Pale Fire’s narrator, Charles, tells of the Russia of his childhood, a “different Russia” that rejected tyranny and inequality, which is a reference to Russia prior to the Russian Revolution. The Russian Revolution began in 1917, when the monarchy was abolished, and the Russian Provisional Government seized control of the country based on the interests of wealthy capitalists and aristocrats. Working class militias known as Soviets sprang up and opposed the Provisional Government. For a time, both the Provisional Government and the Soviets controlled Russia—the Provisional Government had control over the country as a whole, and the Soviets had power over the middle and lower classes—but this system of dual power did not last long. The Bolsheviks, a group of socialist Soviets led by Vladimir Lenin, formed the Red Army and gained control of Russia. Under the Bolsheviks, a new government was formed, and Russia was reborn as a socialist state. Of course, civil war followed and pitted the Bolsheviks’ Red Army against the White Army of counterrevolutionaries. The Russian Civil War finally ended on October 25, 1922, in favor of the Red Army and the Soviets, which officially ended the Russian Revolution. The Soviets retained control of Russia and exerted power over the nearby countries of Belarus, Ukraine, Georgia, Armenia, and Azerbaijan, which effectively created the Union of Soviet Socialist Republics (USSR).

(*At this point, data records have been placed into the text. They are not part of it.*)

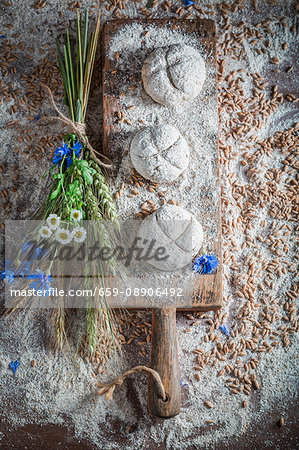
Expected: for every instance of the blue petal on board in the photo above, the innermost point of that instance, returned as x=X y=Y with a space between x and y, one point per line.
x=205 y=264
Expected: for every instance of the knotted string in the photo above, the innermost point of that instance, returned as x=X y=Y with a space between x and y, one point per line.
x=108 y=388
x=77 y=128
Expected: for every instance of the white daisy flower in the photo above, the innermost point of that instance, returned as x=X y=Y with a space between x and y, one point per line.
x=76 y=215
x=45 y=232
x=63 y=236
x=53 y=221
x=79 y=234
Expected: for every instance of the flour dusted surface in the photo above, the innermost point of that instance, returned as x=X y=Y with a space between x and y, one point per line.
x=173 y=75
x=197 y=188
x=159 y=153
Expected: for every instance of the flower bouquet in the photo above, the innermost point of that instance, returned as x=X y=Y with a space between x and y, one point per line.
x=79 y=191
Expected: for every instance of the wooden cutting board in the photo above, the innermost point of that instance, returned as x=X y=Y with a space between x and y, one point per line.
x=207 y=289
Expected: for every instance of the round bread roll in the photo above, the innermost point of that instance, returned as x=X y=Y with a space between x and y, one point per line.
x=177 y=231
x=175 y=74
x=159 y=153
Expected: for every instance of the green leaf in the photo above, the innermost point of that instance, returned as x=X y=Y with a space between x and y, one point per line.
x=61 y=178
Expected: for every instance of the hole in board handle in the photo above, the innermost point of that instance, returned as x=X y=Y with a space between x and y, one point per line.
x=164 y=400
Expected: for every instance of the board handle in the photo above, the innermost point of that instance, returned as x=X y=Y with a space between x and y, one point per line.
x=164 y=360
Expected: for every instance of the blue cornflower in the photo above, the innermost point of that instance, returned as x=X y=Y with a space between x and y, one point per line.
x=8 y=275
x=42 y=281
x=67 y=152
x=224 y=330
x=77 y=148
x=14 y=365
x=205 y=264
x=61 y=152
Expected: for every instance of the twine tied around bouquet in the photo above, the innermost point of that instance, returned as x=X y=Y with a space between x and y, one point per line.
x=77 y=128
x=108 y=388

Other Books Related to Pale Fire

Postmodernism began in the second half of the 20th century, and it was generally a rejection of modernism and traditional notions of art. One of the ways postmodernists like Nabokov reimagined literature was through metafiction, a type of writing that draws attention to the construction and creation of a literary work. Pale Fire—in which the narrator, Charles, constantly points out the creative process—is widely regarded as a prominent piece of metafiction, along with Kurt Vonnegut’s Breakfast of Champions, Virginia Woolf’s Orlando, and Salman Rushdie’s Midnight’s Children. Pale Fire is also known for its vivid description of exile and the longing for one’s country that often accompanies it, a theme that is also explored in On Earth We’re Briefly Gorgeous by Ocean Vuong, The Emigrants by W.G. Sebald, and The Yiddish Policemen’s Union by Michael Chabon. Lastly, Pale Fire examines sexuality and bias against the gay community, which can also be seen in Dashka Slater’s The 57 Bus, James Baldwin’s Go Tell It on the Mountain, and Tony Kushner’s Angels in America.
Key Facts about Pale Fire
  • Full Title: Pale Fire
  • When Written: 1962
  • Where Written: Montreux, Switzerland
  • When Published: 1962
  • Literary Period: Postmodernism
  • Genre: Fiction
  • Setting: New Wye (a town in the United States) and Zembla (a fictional country near the Russian border)
  • Climax: Jakob Gradus kills John Shade.
  • Antagonist: Jakob Gradus
  • Point of View: First Person

Extra Credit for Pale Fire

Literary Irony. At a social event in 1916, Zinaida Gippius, a famous Russian writer and philosopher, reportedly said to Nabokov’s father, “Please tell your son he will never be a writer.” Gippius made her request after Nabokov published his first book of poetry, and Nabokov went on to become a celebrated writer of both poetry and prose.

Accidental Death. In 1922, Nabokov’s father was shot and killed in Berlin trying to shield Pavel Milyukov, a fellow exile and leader of Russia’s Constitutional Democratic Party, from an assassin’s bullet. A similar tragedy is seen in Pale Fire.